La Française Sylvie Guillem, personnalité rebelle au physique «extraterrestre», selon le mot du chorégraphe Maurice Béjart, a choisi une tournée internationale en 2015 pour faire ses adieux à la scène après 39 ans de carrière, de l'Opéra de Paris à la danse contemporaine.

«J'ai tout aimé de ces 39 ans, chaque moment, et j'aime encore aujourd'hui de la même façon. Alors pourquoi? Tout simplement parce que je souhaite arrêter heureuse en faisant ce que je fais, comme je l'ai toujours fait, avec passion et fierté», explique la danseuse de 49 ans, dans son communiqué diffusé mardi pour annoncer une tournée internationale baptisée Life in Progress entre mars et décembre de l'année prochaine.

Pour ses adieux, Sylvie Guillem visitera chacune des grandes scènes qu'elle a fréquentées au cours d'une carrière atypique, commencée dans le ballet classique et poursuivie avec des créations toujours plus audacieuses, en partenariat avec les plus grands chorégraphes contemporains. La tournée passera évidemment par Londres, où elle est artiste associée du théâtre Sadler's Wells depuis 2006, Lyon, dans le centre-est de la France où elle est une fidèle du festival des Nuits de Fourvière, Paris, où elle se produit régulièrement au Théâtre des Champs-Élysées et se terminera à Tokyo, qu'elle «adore».

Life in Progress comprendra deux créations des chorégraphes Akram Khan et Russell Maliphant, et deux reprises de pièces de William Forsythe et Mats Ek, qui ont tous profondément marqué sa carrière.

Sylvie Guillem, c'est d'abord un physique exceptionnel, le fameux «six o'clock», pied à l'oreille, les jambes extraordinairement mobiles qui balaient l'espace.

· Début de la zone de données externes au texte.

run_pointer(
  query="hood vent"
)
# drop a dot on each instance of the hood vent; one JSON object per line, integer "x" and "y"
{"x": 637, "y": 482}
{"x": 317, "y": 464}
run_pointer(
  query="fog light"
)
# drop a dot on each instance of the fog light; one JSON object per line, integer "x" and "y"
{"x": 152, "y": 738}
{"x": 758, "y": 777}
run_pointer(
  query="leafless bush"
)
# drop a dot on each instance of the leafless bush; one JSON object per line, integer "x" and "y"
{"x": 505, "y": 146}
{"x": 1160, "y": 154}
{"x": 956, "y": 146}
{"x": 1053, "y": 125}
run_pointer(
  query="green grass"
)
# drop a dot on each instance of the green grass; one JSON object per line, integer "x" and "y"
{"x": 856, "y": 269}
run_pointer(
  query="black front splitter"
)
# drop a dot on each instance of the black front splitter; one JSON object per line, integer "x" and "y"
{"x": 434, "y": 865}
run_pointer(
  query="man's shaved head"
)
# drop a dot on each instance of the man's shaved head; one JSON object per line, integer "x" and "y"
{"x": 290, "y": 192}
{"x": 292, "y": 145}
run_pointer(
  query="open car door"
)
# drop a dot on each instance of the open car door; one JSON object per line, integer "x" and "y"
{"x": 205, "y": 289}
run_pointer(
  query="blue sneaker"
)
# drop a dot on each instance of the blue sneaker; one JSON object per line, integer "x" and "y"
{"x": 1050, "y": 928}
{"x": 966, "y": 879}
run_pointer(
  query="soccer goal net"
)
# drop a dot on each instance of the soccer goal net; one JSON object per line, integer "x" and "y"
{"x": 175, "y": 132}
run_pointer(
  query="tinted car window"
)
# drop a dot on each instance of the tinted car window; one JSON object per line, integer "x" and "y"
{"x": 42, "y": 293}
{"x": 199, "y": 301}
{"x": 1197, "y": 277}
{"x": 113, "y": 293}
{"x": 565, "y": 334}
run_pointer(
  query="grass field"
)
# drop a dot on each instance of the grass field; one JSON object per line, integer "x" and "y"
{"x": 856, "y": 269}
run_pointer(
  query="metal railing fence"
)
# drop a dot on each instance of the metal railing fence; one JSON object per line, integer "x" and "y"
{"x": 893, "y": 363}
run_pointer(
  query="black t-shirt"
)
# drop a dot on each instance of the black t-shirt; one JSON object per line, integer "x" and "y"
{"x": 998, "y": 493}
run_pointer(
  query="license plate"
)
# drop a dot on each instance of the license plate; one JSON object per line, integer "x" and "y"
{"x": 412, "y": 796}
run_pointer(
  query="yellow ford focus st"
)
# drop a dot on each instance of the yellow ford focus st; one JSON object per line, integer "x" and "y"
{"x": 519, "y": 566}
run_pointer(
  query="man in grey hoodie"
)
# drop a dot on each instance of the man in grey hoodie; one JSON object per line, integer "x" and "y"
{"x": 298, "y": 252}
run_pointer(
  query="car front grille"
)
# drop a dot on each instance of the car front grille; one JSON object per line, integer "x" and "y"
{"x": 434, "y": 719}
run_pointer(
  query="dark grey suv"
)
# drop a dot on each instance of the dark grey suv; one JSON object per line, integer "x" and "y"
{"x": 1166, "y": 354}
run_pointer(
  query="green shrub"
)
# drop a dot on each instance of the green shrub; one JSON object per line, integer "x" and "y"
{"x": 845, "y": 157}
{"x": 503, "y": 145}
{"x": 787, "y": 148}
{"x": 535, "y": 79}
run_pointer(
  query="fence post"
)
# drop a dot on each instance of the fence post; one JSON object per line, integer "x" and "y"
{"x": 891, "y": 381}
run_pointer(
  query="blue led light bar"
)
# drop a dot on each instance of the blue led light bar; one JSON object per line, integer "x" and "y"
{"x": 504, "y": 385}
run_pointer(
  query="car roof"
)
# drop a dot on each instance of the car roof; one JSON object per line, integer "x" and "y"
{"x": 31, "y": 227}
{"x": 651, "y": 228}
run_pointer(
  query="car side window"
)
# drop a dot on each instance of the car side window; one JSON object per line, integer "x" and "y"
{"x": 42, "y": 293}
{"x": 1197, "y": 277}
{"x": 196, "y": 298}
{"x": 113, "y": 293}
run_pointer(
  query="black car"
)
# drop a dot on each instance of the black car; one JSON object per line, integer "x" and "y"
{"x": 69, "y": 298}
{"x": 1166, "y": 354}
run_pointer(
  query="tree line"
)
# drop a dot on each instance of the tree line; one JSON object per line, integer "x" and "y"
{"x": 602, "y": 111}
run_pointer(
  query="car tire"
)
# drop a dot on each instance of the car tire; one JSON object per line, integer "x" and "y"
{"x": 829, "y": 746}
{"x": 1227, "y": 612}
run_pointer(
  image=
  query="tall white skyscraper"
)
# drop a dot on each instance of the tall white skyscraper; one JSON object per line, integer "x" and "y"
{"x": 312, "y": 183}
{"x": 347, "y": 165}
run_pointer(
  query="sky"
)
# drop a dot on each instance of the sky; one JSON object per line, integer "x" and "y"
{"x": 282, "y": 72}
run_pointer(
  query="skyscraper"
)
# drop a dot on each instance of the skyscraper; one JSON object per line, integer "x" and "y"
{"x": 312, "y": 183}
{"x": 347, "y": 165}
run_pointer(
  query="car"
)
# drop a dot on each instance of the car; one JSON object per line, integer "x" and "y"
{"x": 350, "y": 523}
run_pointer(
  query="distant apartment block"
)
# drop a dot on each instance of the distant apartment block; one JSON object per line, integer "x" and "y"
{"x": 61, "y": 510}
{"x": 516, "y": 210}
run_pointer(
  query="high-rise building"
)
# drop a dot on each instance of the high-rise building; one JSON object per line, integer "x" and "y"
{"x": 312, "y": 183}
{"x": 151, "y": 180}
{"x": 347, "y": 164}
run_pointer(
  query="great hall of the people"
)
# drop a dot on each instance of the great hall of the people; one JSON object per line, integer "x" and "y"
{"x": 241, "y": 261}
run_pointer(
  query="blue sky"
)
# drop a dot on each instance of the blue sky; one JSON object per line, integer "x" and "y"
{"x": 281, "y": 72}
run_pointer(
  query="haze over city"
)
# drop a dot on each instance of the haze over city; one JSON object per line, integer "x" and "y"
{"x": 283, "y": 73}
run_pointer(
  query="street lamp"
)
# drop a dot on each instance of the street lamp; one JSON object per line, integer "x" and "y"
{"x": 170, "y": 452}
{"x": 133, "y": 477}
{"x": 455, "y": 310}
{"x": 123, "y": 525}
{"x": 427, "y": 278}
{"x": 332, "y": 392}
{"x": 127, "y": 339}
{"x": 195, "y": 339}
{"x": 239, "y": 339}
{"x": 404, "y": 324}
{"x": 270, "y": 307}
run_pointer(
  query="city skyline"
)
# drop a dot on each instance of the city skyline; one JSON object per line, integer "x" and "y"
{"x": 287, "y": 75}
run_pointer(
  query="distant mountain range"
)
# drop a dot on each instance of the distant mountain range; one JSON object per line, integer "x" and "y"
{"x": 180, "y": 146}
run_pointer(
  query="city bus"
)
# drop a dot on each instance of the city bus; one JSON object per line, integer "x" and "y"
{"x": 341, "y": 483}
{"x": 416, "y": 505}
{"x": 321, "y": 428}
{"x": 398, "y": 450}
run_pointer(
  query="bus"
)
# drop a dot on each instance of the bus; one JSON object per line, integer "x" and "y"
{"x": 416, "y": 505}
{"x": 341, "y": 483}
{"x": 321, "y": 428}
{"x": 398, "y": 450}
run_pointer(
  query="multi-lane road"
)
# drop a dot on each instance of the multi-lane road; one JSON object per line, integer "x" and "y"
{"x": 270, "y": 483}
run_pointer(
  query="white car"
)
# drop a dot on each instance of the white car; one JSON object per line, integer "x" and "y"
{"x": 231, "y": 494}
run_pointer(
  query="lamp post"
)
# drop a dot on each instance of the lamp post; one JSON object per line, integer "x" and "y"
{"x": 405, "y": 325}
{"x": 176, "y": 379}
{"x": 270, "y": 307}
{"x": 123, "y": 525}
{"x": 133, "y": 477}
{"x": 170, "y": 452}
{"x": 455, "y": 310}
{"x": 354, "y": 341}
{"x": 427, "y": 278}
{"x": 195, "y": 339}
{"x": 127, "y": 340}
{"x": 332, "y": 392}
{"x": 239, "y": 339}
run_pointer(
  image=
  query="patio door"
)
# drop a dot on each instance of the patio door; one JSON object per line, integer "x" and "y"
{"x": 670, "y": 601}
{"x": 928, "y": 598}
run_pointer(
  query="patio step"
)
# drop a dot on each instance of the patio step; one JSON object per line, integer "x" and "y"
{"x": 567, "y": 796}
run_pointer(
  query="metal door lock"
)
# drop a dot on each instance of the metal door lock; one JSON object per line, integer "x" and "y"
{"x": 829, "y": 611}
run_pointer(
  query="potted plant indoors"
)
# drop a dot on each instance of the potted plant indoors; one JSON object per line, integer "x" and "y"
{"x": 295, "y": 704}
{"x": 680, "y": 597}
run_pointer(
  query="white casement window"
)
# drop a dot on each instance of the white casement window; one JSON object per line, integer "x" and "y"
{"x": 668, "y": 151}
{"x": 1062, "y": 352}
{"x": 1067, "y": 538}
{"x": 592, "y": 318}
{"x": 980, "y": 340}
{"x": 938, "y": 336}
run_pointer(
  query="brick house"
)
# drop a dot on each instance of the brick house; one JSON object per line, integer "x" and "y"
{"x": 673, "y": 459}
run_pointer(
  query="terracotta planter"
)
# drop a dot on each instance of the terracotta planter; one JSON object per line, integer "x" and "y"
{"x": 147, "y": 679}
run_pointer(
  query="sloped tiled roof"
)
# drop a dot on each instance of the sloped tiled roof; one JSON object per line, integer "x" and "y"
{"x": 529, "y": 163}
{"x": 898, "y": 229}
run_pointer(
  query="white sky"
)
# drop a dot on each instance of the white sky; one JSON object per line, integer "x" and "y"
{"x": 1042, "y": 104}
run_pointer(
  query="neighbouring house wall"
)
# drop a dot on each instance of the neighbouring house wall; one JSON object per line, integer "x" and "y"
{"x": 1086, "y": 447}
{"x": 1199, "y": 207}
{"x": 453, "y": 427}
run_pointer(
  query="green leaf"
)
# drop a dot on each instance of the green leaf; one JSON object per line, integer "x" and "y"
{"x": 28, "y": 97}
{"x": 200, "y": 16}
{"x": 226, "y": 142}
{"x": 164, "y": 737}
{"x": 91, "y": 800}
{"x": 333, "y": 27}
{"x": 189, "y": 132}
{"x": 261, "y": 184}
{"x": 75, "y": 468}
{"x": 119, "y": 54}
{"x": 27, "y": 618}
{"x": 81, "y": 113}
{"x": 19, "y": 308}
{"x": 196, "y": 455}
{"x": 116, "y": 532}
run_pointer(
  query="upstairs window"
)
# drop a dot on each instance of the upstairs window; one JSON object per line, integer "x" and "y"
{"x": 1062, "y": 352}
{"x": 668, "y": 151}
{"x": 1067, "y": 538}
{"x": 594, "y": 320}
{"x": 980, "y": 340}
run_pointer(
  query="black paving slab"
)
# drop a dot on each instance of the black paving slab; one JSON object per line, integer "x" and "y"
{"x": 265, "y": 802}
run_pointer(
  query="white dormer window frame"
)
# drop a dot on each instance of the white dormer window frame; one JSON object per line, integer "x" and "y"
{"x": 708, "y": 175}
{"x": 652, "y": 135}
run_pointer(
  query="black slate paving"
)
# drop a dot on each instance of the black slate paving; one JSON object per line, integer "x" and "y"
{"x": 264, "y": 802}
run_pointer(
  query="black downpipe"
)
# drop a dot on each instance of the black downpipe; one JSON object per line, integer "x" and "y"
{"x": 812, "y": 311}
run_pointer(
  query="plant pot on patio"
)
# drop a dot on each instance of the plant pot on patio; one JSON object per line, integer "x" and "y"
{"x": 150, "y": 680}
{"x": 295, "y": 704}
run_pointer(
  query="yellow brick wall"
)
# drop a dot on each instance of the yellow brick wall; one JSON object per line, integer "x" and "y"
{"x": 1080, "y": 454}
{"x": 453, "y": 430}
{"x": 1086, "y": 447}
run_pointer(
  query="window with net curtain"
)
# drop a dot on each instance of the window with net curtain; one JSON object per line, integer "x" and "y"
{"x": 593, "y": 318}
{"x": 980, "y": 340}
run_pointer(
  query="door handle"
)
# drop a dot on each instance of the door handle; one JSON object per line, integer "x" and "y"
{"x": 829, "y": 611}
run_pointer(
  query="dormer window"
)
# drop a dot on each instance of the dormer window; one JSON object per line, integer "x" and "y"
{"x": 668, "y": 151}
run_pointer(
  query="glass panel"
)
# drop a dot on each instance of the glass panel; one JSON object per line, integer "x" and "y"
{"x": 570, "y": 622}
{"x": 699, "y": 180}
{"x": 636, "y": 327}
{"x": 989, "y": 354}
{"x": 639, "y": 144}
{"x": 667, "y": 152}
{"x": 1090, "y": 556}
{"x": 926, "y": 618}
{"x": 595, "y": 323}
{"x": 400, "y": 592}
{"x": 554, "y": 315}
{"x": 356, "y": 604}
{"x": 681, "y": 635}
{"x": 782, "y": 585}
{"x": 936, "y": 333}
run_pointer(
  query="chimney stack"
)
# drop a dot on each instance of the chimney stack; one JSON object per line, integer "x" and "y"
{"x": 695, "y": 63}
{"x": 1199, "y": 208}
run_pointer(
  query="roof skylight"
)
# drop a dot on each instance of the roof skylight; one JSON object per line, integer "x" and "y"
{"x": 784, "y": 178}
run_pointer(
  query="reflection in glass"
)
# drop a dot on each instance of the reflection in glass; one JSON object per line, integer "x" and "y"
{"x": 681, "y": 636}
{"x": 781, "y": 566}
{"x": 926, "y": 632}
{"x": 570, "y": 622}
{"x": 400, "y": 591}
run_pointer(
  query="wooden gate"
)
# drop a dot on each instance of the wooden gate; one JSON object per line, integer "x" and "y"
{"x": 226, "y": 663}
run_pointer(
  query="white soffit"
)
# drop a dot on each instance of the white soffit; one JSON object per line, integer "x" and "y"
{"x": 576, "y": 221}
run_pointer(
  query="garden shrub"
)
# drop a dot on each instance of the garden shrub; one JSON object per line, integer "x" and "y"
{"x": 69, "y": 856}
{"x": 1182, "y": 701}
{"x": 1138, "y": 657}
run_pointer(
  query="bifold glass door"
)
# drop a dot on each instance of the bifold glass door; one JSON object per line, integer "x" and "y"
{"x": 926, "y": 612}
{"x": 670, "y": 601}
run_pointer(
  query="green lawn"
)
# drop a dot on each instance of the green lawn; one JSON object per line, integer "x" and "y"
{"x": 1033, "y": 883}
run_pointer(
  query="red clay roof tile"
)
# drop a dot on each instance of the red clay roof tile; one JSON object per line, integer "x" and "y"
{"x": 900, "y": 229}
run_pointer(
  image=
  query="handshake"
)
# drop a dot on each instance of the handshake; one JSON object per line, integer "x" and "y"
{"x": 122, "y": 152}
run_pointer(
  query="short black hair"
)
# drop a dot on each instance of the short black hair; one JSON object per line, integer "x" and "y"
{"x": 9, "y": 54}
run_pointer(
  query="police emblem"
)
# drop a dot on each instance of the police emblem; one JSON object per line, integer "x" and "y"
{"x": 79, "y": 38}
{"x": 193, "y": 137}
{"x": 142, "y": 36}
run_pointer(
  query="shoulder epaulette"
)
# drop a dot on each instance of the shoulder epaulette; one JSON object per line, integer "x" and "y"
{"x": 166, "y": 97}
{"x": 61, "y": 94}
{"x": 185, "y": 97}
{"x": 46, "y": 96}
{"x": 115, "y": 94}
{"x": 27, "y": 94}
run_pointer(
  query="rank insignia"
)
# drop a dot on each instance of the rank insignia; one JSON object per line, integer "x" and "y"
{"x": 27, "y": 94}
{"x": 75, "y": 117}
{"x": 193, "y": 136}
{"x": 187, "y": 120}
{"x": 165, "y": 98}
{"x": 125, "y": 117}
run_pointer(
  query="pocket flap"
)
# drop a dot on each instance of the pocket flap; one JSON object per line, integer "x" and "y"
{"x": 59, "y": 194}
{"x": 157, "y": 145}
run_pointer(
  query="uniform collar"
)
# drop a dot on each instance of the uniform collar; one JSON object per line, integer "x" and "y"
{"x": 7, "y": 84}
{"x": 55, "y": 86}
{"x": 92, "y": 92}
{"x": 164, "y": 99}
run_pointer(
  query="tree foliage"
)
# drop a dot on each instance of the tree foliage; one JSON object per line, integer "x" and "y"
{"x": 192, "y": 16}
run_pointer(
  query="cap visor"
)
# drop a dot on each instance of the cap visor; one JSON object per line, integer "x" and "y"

Sa mère la destinait à dix ans à la gymnastique de compétition. Elle entre finalement à 12 ans à l'école de danse de l'Opéra de Paris, puis dans le corps de ballet. Elle est nommé étoile à seulement 19 ans par Rudolf Noureev, alors maître de ballet, en 1984. Mais en 1989 elle lui donne sa démission, contestant la règle qui interdisait à l'époque de danser à l'étranger. «Elle claque la porte, et dans le monde très policé de la danse, ça ne se faisait tout simplement pas», rappelle Valérie Samuel, amie de la chorégraphe, dont elle assure la communication depuis 20 ans.

«Mademoiselle Non»

Sylvie Guillem débarque seule à Londres en 1989 pour rejoindre le Royal Ballet comme «principal guest artist», embrasse le répertoire anglais (Kenneth MacMillan, Frederick Ashton), conquiert les scènes internationales. Elle est l'une des rares stars de la danse d'aujourd'hui avec une cohorte de fans prêts à tout pour décrocher un billet.

Surnommée «Mademoiselle Non» pour son intransigeance, jugée par certains froide et hautaine, elle cache, selon Valérie Samuel, une grande humanité. «Elle est extrêmement exigeante, mais très attentive aux autres, fidèle en amitié. C'est une sorte de volcan, tout le contraire de l'eau tiède», explique-t-elle.

Danseuse au physique prodigieux, elle saura au fil du temps ménager son corps pour prolonger une carrière que beaucoup arrêtent à 40 ans, explorant d'autres formes de danse.

Le Suédois Mats Ek chorégraphie pour elle Wet Woman puis Smoke. D'une curiosité insatiable, elle monte des productions avec de jeunes chorégraphes contemporains, aujourd'hui devenus des stars, comme Russell Maliphant, avec qui elle interprète Push, et Akram Khan (Sacred Monsters).

Parallèlement, elle s'engage avec ferveur dans la protection des animaux et au côté de l'association Sea Sherpherd, dont les bateaux s'interposent entre les baleines et le harpon des pêcheurs. «J'ai envie de combats trop grands pour moi», confiait-elle au quotidien français Le Figaro en juin 2012, évoquant ses projets lorsqu'elle aurait raccroché ses chaussons.

«Ensuite, je me consacrerai aux animaux, à certaines organisations, je militerai à fond».